# Canner won’t vent a steady stream



## Pamelina (Mar 23, 2020)

Hi everyone. I am baffled at this point with my canner. I has a presto that I used about 10 times and all was well. Then out of the blue I couldn’t maintain a steady stream at the vent. I checked everything out several times. There was nothing wrong. I since got an All American and used it for the first time tonight. Same thing is happening. I am not a novice canner. Could it be the BTU on my gas stove are not enough?


----------



## gilberte (Sep 25, 2004)

Is the water coming to a boil?


----------



## Pamelina (Mar 23, 2020)

Yes. Water is boiling. I’m wondering if it just doesn’t get hot enough. Could it be the canner is just too big for the flame that my stove is putting out? It does take a while for water to boil just in general on my stove. I just recently bought this house so the stove is new to me. The presto I bought brand new. So 2 new canners in the past 3 months are having the same issue.


----------



## Wyobuckaroo (Dec 30, 2011)

If either canner has a "jiggler" type weight...
First thing I would do is check that the stand pipe is clean and fully open..
Then I would clean the inside of the pocket in the jiggler...

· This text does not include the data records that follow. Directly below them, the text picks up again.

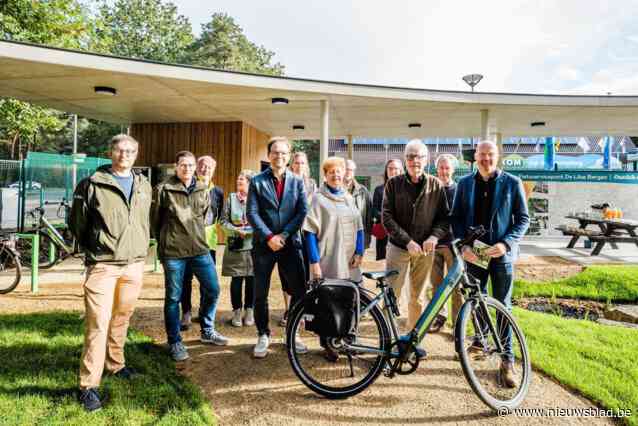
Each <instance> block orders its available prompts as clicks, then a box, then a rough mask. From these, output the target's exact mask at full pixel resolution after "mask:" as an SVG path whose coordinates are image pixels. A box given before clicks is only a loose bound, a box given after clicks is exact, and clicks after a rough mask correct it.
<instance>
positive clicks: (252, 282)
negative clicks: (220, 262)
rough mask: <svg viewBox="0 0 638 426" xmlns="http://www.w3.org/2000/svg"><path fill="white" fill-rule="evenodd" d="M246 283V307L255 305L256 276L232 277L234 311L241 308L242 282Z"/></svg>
mask: <svg viewBox="0 0 638 426" xmlns="http://www.w3.org/2000/svg"><path fill="white" fill-rule="evenodd" d="M242 281H243V282H245V283H246V292H245V294H244V297H245V298H244V309H247V308H252V307H253V306H255V277H232V278H231V279H230V301H231V303H232V305H233V311H234V310H236V309H241V308H242V305H241V290H242V288H241V283H242Z"/></svg>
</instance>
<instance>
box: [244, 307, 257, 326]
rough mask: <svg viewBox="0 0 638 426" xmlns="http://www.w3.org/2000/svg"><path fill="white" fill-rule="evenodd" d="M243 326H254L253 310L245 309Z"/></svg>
mask: <svg viewBox="0 0 638 426" xmlns="http://www.w3.org/2000/svg"><path fill="white" fill-rule="evenodd" d="M244 325H248V326H251V325H255V311H254V310H253V308H246V315H244Z"/></svg>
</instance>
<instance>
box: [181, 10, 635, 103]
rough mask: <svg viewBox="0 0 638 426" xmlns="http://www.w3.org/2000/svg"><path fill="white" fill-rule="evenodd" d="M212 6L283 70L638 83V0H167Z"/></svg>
mask: <svg viewBox="0 0 638 426" xmlns="http://www.w3.org/2000/svg"><path fill="white" fill-rule="evenodd" d="M172 1H173V3H175V4H176V5H177V8H178V11H179V13H181V14H183V15H185V16H187V17H188V18H189V19H190V21H191V24H192V25H193V29H194V31H195V32H196V33H198V32H199V30H200V28H201V24H202V23H205V22H207V21H208V20H209V19H210V16H211V15H212V14H213V13H215V12H226V13H228V14H229V15H231V16H232V17H233V18H235V21H236V22H237V23H238V24H239V25H240V26H241V27H242V28H243V30H244V33H245V34H246V35H247V36H248V38H249V39H250V40H251V41H253V42H256V43H257V44H260V45H263V46H264V47H266V48H267V49H269V50H272V51H274V52H275V57H274V59H275V61H277V62H280V63H282V64H283V65H285V67H286V69H285V73H286V75H287V76H290V77H300V78H309V79H317V80H328V81H343V82H349V83H362V84H375V85H384V86H399V87H414V88H424V89H442V90H467V89H468V86H467V85H466V84H465V83H464V82H463V81H462V79H461V77H462V76H463V75H465V74H470V73H479V74H483V75H484V76H485V77H484V79H483V81H481V82H480V83H479V85H478V86H477V87H476V90H477V91H485V92H517V93H555V94H592V95H598V94H603V95H605V94H608V93H611V94H613V95H638V20H636V18H635V17H636V16H638V0H613V1H598V0H596V1H595V0H577V1H573V0H560V1H558V0H556V1H543V0H536V1H518V0H508V1H502V0H499V1H496V0H483V1H480V0H475V1H473V2H472V1H454V0H447V1H439V0H420V1H412V0H405V1H401V0H398V1H395V2H389V1H377V0H365V1H364V0H350V1H348V0H322V1H312V2H311V1H299V0H270V1H254V0H252V1H246V0H233V1H229V0H213V1H208V2H203V1H200V0H172Z"/></svg>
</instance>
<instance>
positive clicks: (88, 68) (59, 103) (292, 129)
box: [0, 41, 638, 139]
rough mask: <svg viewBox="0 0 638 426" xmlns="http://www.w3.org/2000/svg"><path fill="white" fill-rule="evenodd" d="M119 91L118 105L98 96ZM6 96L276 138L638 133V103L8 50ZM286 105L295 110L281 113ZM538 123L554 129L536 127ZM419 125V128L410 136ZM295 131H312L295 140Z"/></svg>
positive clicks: (152, 122)
mask: <svg viewBox="0 0 638 426" xmlns="http://www.w3.org/2000/svg"><path fill="white" fill-rule="evenodd" d="M95 86H108V87H113V88H115V89H116V90H117V95H116V96H105V95H100V94H96V93H95V92H94V87H95ZM0 96H10V97H14V98H17V99H20V100H24V101H29V102H32V103H34V104H37V105H42V106H47V107H51V108H56V109H58V110H62V111H67V112H70V113H76V114H79V115H82V116H85V117H90V118H96V119H100V120H105V121H110V122H116V123H124V124H128V123H168V122H205V121H243V122H246V123H248V124H250V125H252V126H254V127H255V128H257V129H260V130H261V131H264V132H267V133H268V134H271V135H287V136H291V137H294V138H298V139H301V138H318V137H319V136H320V132H321V128H320V111H321V106H320V101H322V100H327V101H329V105H330V135H331V136H345V135H353V136H359V137H427V136H449V137H469V136H479V135H481V130H482V125H481V111H482V110H487V111H488V115H487V117H488V121H487V132H488V133H496V132H498V133H500V134H501V135H519V136H536V135H538V136H540V135H609V134H612V135H613V134H625V135H626V134H629V135H637V134H638V96H559V95H532V94H511V93H479V92H477V93H471V92H458V91H443V90H425V89H409V88H396V87H380V86H367V85H360V84H346V83H336V82H325V81H314V80H304V79H297V78H285V77H268V76H260V75H252V74H245V73H237V72H227V71H217V70H210V69H204V68H196V67H190V66H182V65H172V64H162V63H155V62H148V61H142V60H132V59H126V58H118V57H111V56H104V55H96V54H90V53H82V52H76V51H69V50H63V49H55V48H49V47H42V46H35V45H30V44H23V43H15V42H6V41H0ZM275 97H283V98H286V99H288V100H289V103H288V104H287V105H273V104H272V102H271V98H275ZM535 121H542V122H545V126H540V127H531V126H530V123H531V122H535ZM409 123H420V124H421V127H420V128H416V129H414V128H408V124H409ZM293 125H303V126H305V130H303V131H293V129H292V126H293Z"/></svg>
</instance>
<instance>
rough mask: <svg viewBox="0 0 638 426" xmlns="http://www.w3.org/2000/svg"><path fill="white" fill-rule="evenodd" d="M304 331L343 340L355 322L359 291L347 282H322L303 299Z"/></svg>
mask: <svg viewBox="0 0 638 426" xmlns="http://www.w3.org/2000/svg"><path fill="white" fill-rule="evenodd" d="M303 303H304V320H305V323H306V330H308V331H312V332H314V333H316V334H318V335H319V336H321V337H345V336H347V335H348V334H349V333H350V331H351V330H352V329H353V327H354V326H356V324H357V321H358V318H357V317H358V314H357V310H356V309H355V307H356V306H358V305H359V287H358V286H357V285H356V284H355V283H353V282H351V281H347V280H322V281H320V283H319V284H318V285H316V286H315V288H314V289H312V290H311V291H309V292H308V293H306V296H305V298H304V302H303Z"/></svg>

I have used an old 22 caliber rifle brass bore cleaning brush for this.. 
Well washed with soap and hot water, and it worked good.. 
After cleaning, the jiggler was well washed again..


----------



## Pamelina (Mar 23, 2020)

Yes I have done all of those things. They were both brand new out of the box and I’m having this problem. The only thing I can think of is my gas stove isn’t getting hot enough..  I’m lost at this point...


----------



## Alice In TX/MO (May 10, 2002)

Are you wanting it to jiggle constantly?


----------



## Pamelina (Mar 23, 2020)

No. The vent won’t steam. It just blows air. I need it to steam steady for 10 min before I put the weight on. This is the second new canner I have had in 3 months that won’t vent steam. I’m thinking my stove isn’t getting hot enough


----------



## Alice In TX/MO (May 10, 2002)

Agree.


----------



## po boy (Jul 12, 2010)

Research the btu/heat output of the stove's eyes.


----------



## Pamelina (Mar 23, 2020)

Yes that’s what I was thinking. I put the canner on my outdoor burner yesterday and after fiddling with it it finally vented a steady stream for 10 min, however it was empty. So I let it cool and went ahead and loaded it with jars and I couldn’t get it to vent again. I called All American company and they said their technician is not working today. So this big company has ONE tech. I said I’ve got 2 bushels of beans sitting here that I’ve got to get canned and your saying your entire company has one tech and he isn’t working today.. she said she could email him but she doubts he will answer.


----------



## Alice In TX/MO (May 10, 2002)

With the jars in it, it would take much longer to heat up. (I am grasping at straws here. Trying to help.)

I found this:
https://modernsurvivalblog.com/surv...x-troubleshoot-your-pressure-canner-problems/


----------



## Pamelina (Mar 23, 2020)

Thank you Alice!


----------



## Pamelina (Mar 23, 2020)

Where in Texas are you located?


----------



## Alice In TX/MO (May 10, 2002)

Near Austin, out in the country past Bee Cave, but before the Pedernales River.


----------



## christiancop (25 d ago)

In case someone is having this issue and needs a resolution. I called All American and they advised that it is also possible to have too much heat which vaporizes the steam so that it is not visible. On our maiden run mine got up to almost 10 psi and was hissing and blowing forcefully but with little visible steam (without the jiggler on). Will try lowering the flame at the beginning next time and see if that produces a more steady stream with less air being forced from the vent hole.


----------